The company is fabless, and using its in-house intellectual property to improve the gate drive characteristics of GaN power transistors built on standard GaN foundry processes, by integrating further active devices on the device die rather that using specialised process for performance enhancements.
The two year project, dubbed ICeData, has undisclosed funding from BEIS, the UK’s Department of Business, Energy and Industrial Strategy.
Cambridge GaN Device’s ICeData project addresses solutions that are lighter, more compact, significantly more efficient and potentially cheaper than those based on silicon,” said CGD CEO and co-founder Giorgia Longobardi (pictured).

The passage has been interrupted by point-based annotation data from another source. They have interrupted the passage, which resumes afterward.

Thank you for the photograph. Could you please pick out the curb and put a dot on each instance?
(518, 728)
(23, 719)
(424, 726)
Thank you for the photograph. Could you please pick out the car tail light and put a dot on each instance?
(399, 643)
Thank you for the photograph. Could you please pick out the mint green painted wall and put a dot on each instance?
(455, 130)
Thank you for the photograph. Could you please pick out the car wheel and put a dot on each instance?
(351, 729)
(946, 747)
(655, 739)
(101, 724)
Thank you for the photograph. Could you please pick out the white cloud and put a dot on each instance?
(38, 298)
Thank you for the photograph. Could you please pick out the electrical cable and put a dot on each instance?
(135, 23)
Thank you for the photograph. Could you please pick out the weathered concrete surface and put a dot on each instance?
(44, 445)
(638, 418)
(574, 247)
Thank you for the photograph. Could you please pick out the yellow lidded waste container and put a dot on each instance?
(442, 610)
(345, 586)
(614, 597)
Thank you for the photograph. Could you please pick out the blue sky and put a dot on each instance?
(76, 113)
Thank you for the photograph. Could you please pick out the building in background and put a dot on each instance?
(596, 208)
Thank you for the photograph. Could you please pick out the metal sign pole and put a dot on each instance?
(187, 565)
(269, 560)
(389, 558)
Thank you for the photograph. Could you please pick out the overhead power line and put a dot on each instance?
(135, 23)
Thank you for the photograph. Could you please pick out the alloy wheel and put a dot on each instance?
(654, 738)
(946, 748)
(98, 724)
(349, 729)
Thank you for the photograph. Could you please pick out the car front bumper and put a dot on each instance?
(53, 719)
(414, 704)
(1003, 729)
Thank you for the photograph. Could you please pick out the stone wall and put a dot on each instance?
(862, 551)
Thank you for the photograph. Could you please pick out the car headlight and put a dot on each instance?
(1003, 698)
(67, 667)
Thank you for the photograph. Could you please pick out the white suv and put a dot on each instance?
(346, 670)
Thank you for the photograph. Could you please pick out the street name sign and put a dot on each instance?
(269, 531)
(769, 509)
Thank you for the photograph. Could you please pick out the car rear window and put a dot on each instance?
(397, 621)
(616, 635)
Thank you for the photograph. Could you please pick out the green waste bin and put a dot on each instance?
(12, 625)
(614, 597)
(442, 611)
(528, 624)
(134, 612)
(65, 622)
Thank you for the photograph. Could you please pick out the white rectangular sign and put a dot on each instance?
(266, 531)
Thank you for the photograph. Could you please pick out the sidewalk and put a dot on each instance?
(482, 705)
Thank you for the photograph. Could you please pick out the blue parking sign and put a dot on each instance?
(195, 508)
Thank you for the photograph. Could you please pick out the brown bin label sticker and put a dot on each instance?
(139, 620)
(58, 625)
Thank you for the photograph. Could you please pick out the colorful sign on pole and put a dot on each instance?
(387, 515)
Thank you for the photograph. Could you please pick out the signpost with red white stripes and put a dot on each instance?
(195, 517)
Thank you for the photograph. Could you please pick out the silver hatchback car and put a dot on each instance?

The IC will have smart features for sensing and protection that can react in nanoseconds to over-current and over-temperature events, according to the company.
To this, BEIS adds that it will not need a specialised GaN gate drive chip or additional driving circuitry, and it will feature “advanced packaging”.
CGD has already been involved in several UK and European-funded research projects, including GaNext, started in 2020, to which CGD has delivered 650V GaN transistors for the project’s alpha intelligent power module (left), announced this week.
GaNext project website
Cambridge GaN Devices’ first commercial device is promised “in the first half of 2022”.
These will be “650V eMode GaN transistors with embedded logic to deliver specific sense and protection features,” CGD v-p of business development Andrea Bricconi told Electronics Weekly. “We will reveal the portfolio shortly.”